We each have different strategies for coping with stress. Some strategies are more helpful, and other strategies are less helpful. What kinds of things do you do in order to cope? Maybe you turn to exercise, or talking a problem over with a friend. Perhaps you cope by trying to control the situation, or escaping through drugs or alcohol.

Life gets stressful for all of us, so it’s pretty normal to use our coping strategies to deal with tough problems. But sometimes coping happens automatically. We’re so used to using a certain coping strategy that it becomes our ‘go-to.’ We might do it without even thinking about it, or understanding what is going on inside of us.

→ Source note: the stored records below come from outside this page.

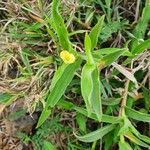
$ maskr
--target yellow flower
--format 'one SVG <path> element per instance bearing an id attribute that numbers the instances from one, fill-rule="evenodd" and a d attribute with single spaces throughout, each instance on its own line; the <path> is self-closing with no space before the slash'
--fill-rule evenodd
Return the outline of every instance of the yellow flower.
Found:
<path id="1" fill-rule="evenodd" d="M 60 53 L 60 58 L 66 63 L 66 64 L 72 64 L 75 62 L 75 56 L 72 53 L 69 53 L 68 51 L 62 51 Z"/>

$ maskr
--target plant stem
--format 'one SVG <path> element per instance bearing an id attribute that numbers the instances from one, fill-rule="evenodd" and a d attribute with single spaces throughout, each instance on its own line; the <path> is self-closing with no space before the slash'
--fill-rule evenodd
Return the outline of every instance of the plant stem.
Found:
<path id="1" fill-rule="evenodd" d="M 125 116 L 124 107 L 126 106 L 126 103 L 127 103 L 129 83 L 130 83 L 130 80 L 127 80 L 126 84 L 125 84 L 125 90 L 124 90 L 124 94 L 123 94 L 123 98 L 122 98 L 122 102 L 121 102 L 121 108 L 119 111 L 119 116 Z"/>

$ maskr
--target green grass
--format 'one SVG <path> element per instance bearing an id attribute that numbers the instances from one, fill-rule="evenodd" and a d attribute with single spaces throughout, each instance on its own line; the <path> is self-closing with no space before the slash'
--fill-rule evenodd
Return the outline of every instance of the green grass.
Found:
<path id="1" fill-rule="evenodd" d="M 129 4 L 0 2 L 0 113 L 21 100 L 10 119 L 38 114 L 27 146 L 150 148 L 150 2 Z"/>

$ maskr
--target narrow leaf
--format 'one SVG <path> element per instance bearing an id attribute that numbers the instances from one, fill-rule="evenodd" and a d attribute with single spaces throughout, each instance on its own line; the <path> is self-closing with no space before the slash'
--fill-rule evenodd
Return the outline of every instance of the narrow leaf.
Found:
<path id="1" fill-rule="evenodd" d="M 150 148 L 148 144 L 135 137 L 131 132 L 126 133 L 124 136 L 139 146 Z"/>
<path id="2" fill-rule="evenodd" d="M 92 43 L 92 51 L 94 50 L 94 48 L 96 47 L 97 45 L 97 42 L 98 42 L 98 37 L 100 35 L 100 32 L 101 32 L 101 29 L 103 27 L 103 22 L 104 22 L 104 16 L 102 16 L 97 24 L 92 28 L 89 36 L 90 36 L 90 39 L 91 39 L 91 43 Z"/>
<path id="3" fill-rule="evenodd" d="M 112 131 L 115 127 L 116 127 L 116 125 L 111 124 L 111 125 L 107 125 L 105 127 L 102 127 L 96 131 L 93 131 L 91 133 L 88 133 L 84 136 L 78 136 L 76 134 L 75 134 L 75 136 L 78 140 L 80 140 L 82 142 L 94 142 L 96 140 L 101 139 L 104 135 L 106 135 L 107 133 Z"/>
<path id="4" fill-rule="evenodd" d="M 64 50 L 71 50 L 71 43 L 69 41 L 68 31 L 64 24 L 64 21 L 58 13 L 59 0 L 53 0 L 52 3 L 52 18 L 55 26 L 56 33 L 59 38 L 59 42 Z"/>
<path id="5" fill-rule="evenodd" d="M 150 115 L 145 114 L 139 111 L 136 111 L 134 109 L 131 109 L 129 107 L 125 107 L 125 111 L 128 117 L 138 120 L 138 121 L 143 121 L 143 122 L 150 122 Z"/>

Today I want you to think about the idea that your coping strategies are protecting you from something. You are using the coping strategy to make sure something bad doesn’t happen. Sometimes the coping strategy works, and sometimes it doesn’t. (Sometimes it even makes your situation worse.) But we use coping strategies for a reason, and the reason is usually to protect us from something bad happening.

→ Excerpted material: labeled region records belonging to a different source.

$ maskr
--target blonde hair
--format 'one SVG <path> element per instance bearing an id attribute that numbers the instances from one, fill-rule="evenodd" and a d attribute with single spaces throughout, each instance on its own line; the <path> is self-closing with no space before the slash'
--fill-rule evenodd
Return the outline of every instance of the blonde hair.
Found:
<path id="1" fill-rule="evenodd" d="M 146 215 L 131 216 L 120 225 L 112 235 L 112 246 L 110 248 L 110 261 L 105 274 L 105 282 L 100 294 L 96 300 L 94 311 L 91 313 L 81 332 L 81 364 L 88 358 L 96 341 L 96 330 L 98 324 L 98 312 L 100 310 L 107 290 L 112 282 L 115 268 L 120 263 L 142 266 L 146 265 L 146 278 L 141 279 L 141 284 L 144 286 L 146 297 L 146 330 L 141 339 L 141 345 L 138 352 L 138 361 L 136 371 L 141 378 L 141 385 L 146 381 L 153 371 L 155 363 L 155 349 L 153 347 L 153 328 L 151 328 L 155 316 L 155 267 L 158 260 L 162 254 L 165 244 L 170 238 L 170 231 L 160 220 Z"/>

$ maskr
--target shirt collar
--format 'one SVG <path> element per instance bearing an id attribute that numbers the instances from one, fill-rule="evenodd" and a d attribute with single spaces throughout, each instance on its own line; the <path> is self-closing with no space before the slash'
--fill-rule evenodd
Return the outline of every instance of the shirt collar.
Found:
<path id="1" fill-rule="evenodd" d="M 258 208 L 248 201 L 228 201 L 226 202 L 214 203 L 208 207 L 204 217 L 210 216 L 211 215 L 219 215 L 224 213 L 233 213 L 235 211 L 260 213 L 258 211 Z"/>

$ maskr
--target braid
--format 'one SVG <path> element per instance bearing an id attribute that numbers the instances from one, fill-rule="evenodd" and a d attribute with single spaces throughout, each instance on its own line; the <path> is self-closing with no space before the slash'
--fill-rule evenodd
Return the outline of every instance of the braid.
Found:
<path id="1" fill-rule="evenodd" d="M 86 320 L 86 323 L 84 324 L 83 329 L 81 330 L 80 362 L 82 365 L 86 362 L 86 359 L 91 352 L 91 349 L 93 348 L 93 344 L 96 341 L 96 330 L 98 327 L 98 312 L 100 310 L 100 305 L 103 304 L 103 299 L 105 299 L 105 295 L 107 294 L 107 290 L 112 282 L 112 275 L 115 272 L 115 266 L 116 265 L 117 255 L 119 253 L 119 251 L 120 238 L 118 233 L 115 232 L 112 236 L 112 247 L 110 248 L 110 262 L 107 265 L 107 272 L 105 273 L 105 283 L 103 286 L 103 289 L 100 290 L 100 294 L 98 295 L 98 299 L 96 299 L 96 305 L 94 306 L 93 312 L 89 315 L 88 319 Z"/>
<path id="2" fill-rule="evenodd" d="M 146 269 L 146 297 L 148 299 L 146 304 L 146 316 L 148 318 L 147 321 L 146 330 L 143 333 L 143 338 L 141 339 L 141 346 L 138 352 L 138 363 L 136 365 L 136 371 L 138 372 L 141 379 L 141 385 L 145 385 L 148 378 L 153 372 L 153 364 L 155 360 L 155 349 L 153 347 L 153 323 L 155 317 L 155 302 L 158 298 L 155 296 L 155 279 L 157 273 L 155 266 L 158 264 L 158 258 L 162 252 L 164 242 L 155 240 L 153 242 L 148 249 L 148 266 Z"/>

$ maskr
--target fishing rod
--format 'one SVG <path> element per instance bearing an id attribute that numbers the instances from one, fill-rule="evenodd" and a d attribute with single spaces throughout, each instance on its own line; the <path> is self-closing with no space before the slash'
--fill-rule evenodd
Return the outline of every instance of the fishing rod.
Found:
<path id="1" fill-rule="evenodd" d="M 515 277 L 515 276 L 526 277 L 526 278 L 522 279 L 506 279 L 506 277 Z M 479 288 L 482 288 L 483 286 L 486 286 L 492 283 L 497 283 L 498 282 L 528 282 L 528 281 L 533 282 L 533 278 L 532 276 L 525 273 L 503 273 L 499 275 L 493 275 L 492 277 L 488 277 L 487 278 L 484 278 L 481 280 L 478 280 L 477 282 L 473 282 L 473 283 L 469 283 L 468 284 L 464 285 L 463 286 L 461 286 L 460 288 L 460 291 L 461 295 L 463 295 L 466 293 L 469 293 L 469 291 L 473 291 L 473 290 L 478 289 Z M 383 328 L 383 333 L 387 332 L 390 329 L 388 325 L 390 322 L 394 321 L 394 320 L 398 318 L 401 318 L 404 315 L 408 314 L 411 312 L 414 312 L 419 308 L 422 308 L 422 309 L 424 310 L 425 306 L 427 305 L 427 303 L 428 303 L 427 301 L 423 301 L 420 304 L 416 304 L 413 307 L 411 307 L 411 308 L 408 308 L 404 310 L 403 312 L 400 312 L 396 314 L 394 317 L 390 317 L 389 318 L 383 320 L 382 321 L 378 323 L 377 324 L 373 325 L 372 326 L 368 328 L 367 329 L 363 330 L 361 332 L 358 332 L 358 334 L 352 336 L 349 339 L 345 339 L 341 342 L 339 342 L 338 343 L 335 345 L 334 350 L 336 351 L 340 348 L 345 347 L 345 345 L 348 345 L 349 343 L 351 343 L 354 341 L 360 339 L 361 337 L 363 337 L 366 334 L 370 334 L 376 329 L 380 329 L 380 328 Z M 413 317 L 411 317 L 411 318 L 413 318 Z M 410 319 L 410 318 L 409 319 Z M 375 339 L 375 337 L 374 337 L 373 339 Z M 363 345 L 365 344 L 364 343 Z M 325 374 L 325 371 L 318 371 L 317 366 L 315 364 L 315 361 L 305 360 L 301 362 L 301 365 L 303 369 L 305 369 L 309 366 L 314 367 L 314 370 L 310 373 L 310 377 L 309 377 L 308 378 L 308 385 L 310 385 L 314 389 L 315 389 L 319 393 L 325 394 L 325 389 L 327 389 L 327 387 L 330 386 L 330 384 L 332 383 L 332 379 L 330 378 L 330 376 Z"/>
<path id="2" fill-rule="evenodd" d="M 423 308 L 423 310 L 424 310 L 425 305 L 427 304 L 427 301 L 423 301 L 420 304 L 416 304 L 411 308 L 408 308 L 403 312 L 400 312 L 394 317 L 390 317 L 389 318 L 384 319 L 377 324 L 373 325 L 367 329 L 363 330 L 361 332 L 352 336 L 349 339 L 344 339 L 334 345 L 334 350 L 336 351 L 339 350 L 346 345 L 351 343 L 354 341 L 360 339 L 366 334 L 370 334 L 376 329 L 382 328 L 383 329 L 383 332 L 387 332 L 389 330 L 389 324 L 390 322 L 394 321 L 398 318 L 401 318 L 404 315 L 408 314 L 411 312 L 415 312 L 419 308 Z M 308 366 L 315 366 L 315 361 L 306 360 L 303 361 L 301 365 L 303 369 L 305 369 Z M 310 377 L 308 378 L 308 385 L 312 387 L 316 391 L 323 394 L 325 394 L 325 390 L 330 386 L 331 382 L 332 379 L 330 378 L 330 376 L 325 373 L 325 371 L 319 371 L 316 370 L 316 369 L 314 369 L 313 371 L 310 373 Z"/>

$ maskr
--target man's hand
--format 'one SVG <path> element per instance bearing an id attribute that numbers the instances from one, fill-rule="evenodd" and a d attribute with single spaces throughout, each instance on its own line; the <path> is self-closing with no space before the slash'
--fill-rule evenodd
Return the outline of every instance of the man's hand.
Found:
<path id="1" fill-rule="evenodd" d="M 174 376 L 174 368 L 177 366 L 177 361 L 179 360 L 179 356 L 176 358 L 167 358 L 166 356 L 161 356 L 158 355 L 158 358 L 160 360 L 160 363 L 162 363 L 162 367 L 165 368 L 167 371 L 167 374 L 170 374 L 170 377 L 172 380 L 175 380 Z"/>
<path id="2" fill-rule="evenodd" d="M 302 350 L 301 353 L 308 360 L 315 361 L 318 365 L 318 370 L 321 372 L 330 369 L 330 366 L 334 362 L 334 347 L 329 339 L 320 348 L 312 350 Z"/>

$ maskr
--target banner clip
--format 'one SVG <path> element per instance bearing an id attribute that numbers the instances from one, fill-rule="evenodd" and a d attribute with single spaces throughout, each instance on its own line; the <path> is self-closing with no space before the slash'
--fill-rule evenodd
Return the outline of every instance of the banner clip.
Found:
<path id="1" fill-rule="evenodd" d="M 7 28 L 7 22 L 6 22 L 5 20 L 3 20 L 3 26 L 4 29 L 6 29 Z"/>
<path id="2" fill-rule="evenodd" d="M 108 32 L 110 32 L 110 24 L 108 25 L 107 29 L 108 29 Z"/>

Sometimes it can be helpful to identify what is going on underneath our coping strategy. In other words, what is the coping strategy protecting us from? This can lead to important learning and growth by uncovering a core issue that we are dealing with.

Here is a 3-step process to identify what is going on underneath your coping strategy.

  1. Identify the coping strategy. The first step is to identify the coping strategy. This can be difficult, because sometimes our coping strategies are automatic. We just use our coping strategy when we are feeling stressed, and might not think a lot about it. Any time you feel compelled to do something, or do something in reaction to something stressful that happened in your life, you are probably using a coping strategy. Popular coping strategies include positive things like exercise, journaling, talking with a friend, and meditation, but also negative things like alcohol, drugs, overeating, and cutting.
  2. Ask yourself ‘What would happen if?’ The second step is to think about what the coping strategy is protecting you from. What bad thing might happen in your life if you didn’t use the coping strategy? Asking yourself the ‘What would happen if…’ question can identify what is going on underneath the coping strategy. Often there is fear underneath our coping strategy. We might be scared that we would lose control, or that we would find out we are incompetent or unlovable. Even if there are consequences associated with our coping strategy, those consequences might be better than the terrible thing that our coping strategy is protecting us from.
  3. Do some work around the underlying issue. There might be some work to be done around the issue that is underneath the coping strategy. If you are seeing a counselor, this might be a good topic to discuss in counseling. If you are in a small group, this might be a good issue to address in the group. Or it might be a good thing to journal about, or read a book about.

Discussion: What are your ‘go to’ coping strategies? What might be going on underneath these coping strategies? What are your coping strategies protecting you from?